According to MSCI, emerging markets represent 10 percent of the world's overall market cap, but your Wealthfront portfolios allocate 18 percent of stocks to emerging markets. Why the deviation from market cap?

It’s not a deviation from the market cap portfolio. EM is about – and this is float adjusted – 17 percent of the world market cap. And in fact, to the extent that today institutional investors as a group hold about 4 percent of their portfolio in EM, it’s a reflection of the home country bias. Wealthfront is closer to market cap weighting, which is actually completely consistent with an indexing view.

Also, the Shiller P/E is about 26 in the U.S., which is well above average.
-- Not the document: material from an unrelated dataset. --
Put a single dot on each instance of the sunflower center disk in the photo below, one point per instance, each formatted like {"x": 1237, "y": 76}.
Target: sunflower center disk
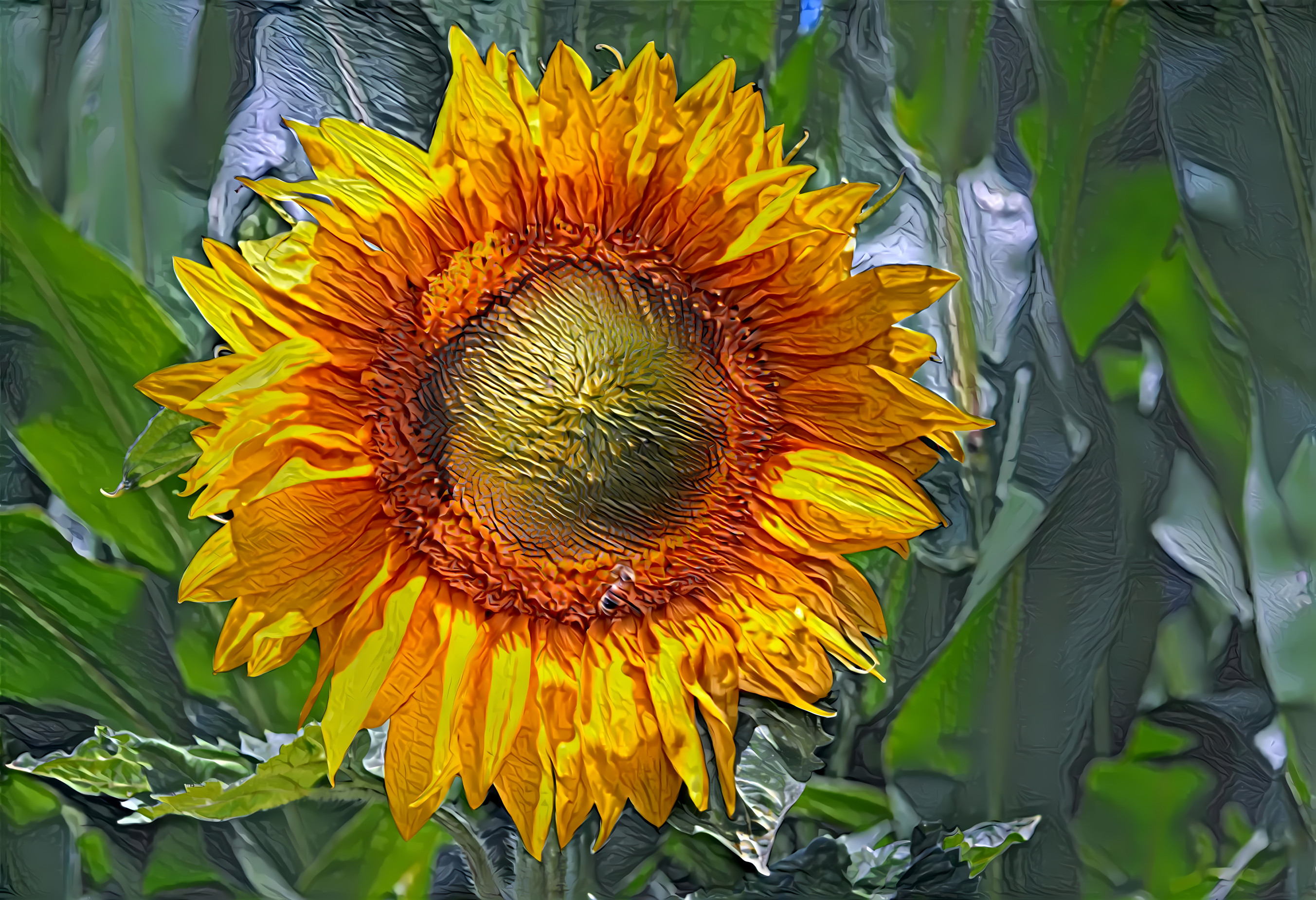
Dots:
{"x": 583, "y": 415}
It’s about nine for emerging markets, which is well below average. It’s also the case that emerging markets are the cheapest markets in the world.

That sounds like a value strategy.

We use portfolio theory to put together a whole portfolio, and what you need to do is put expected returns into the Markowitz equation. One of the ways that we try to put the expected returns in is looking at things like the Shiller P/E ratios.

Many investors worry about what low interest rates mean for expected bond returns. Are they right to worry and what if anything should they do about it?

I’m a big indexer and in general I would believe in bond market indexing. But there’s one problem I feel with the bond market index in the U.S. Since the government now guarantees all the mortgage bonds, if you look at a U.S. bond market index fund, it’s about two-thirds government securities.

For better or worse, the central banks in the U.S. and all over the world have embarked on a policy of pushing interest rates down. It’s an era of financial repression, and I worry a lot about the bond market. If interest rates rise, I think people are going to be in for a lot of trouble in the bond market.

What we do at Wealthfront is use more corporates rather than governments because the corporate spread is about where it’s been historically. And we even use an “equity substitution strategy” where we’ll take a small piece of that “safer” part of the portfolio and put it into stocks like AT&T that have a 5 percent dividend yield, and where the dividend has been growing over time.

So I think what this era of financial repression means for investors is the old easy way of doing it – of just buying an index fund – may not work as well as it has in the past.